Some of these pieces we’ve solicited; others have come unbidden.

Orato is a treasure chest for journos looking for stories. It is also a place where journalists can and do post pieces that are viewed as too controversial or unpublishable at their own workplace.

3) Is this it, or is there more to come?

We’re already formulating Orato 3.0 (2.0 introduced video and interactive features such as the activity tracker).

In 3.0 we’re going to focus even more on the social media dimensions of the site…allow correspondents to instant message each other, allow them to customize their own MyOrato home page to display the subjects they’re interested in, etc.

We’re constantly thinking about new ways to expand citizen journalism – live video, versions in other languages, syndication of our best pieces using widgets, etc.

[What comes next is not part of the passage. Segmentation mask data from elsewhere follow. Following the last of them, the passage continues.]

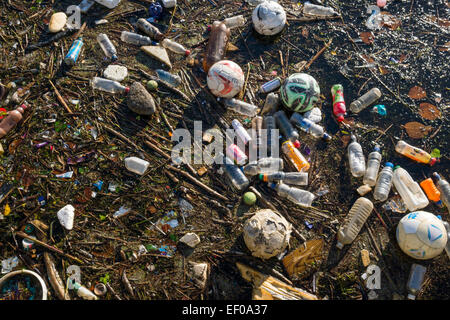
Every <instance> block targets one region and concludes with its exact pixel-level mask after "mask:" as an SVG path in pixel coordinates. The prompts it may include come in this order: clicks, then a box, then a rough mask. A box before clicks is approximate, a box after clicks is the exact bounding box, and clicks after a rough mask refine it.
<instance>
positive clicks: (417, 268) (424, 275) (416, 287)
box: [406, 263, 427, 300]
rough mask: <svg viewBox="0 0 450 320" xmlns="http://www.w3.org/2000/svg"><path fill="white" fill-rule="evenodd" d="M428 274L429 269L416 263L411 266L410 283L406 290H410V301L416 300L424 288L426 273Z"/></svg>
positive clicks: (409, 280) (419, 264)
mask: <svg viewBox="0 0 450 320" xmlns="http://www.w3.org/2000/svg"><path fill="white" fill-rule="evenodd" d="M426 272H427V268H426V267H424V266H422V265H420V264H416V263H414V264H413V265H412V266H411V271H410V273H409V278H408V283H407V285H406V288H407V290H408V299H409V300H415V299H416V295H417V293H418V292H419V291H420V288H422V284H423V280H424V278H425V273H426Z"/></svg>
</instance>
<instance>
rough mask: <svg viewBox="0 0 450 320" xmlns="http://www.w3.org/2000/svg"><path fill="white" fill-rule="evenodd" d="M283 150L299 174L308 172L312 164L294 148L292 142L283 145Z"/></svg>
mask: <svg viewBox="0 0 450 320" xmlns="http://www.w3.org/2000/svg"><path fill="white" fill-rule="evenodd" d="M281 150H282V151H283V153H284V154H285V155H286V156H287V157H288V158H289V160H290V161H291V162H292V164H293V165H294V167H295V168H296V169H297V170H298V171H299V172H306V171H308V170H309V167H310V164H309V163H308V161H307V160H306V159H305V157H304V156H303V155H302V154H301V153H300V151H299V150H298V149H297V148H296V147H295V146H294V144H293V143H292V141H290V140H287V141H285V142H283V144H282V145H281Z"/></svg>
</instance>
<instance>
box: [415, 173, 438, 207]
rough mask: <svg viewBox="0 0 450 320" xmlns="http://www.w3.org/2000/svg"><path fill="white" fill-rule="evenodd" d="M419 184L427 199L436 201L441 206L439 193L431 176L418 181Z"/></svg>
mask: <svg viewBox="0 0 450 320" xmlns="http://www.w3.org/2000/svg"><path fill="white" fill-rule="evenodd" d="M420 186H421V187H422V189H423V191H425V194H426V195H427V197H428V199H429V200H431V201H434V202H436V204H437V205H438V206H442V201H441V193H440V192H439V190H438V189H437V188H436V186H435V185H434V182H433V180H432V179H431V178H428V179H425V180H423V181H422V182H421V183H420Z"/></svg>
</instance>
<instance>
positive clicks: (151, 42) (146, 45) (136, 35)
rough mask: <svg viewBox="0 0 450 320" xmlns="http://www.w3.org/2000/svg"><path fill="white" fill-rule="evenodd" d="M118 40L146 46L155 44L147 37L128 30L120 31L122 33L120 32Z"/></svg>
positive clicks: (152, 40)
mask: <svg viewBox="0 0 450 320" xmlns="http://www.w3.org/2000/svg"><path fill="white" fill-rule="evenodd" d="M120 40H122V41H123V42H126V43H131V44H135V45H137V46H148V45H154V44H156V42H154V41H153V40H152V39H150V38H149V37H146V36H142V35H140V34H137V33H134V32H129V31H122V33H121V34H120Z"/></svg>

4) Why are you doing this?

For these reasons:

  • Because it’s important. This site has become a platform for people who otherwise may have no public voice – the sex trade workers who covered the serial killer trial in Vancouver, the Scientology refugees who have come to the site to bear witness against an oppressive cult, people who have been abused by authority and people who just love to tell stories and are looking for a safe, reputable and credible place to do it. It’s a democratic phenomenon, one we’re proud to be a part of. escortcity
  • Because people want it: now that the bandwidth and interactive technology exist, people are eager to participate and we give them at least one outlet.
  • Because it’s exciting. It’s the marketplace for a magnificent variety of voices and experiences; it’s the court of public opinion.
  • The wonder of it all: Strange and exotic stories appear out of nowhere. One day, the former chief executioner for Kenya decides to tell his story.
  • It’s great fun.

5) What does it cost to use it?

Nothing. It’s all free.

6) How will you make it pay?

We’re in the process of negotiating with online ad agencies to feature ads on the site. As traffic increases so will our CPM rate and our revenue. We have a number of other ideas in the development phase, but they’re not quite ready for prime time.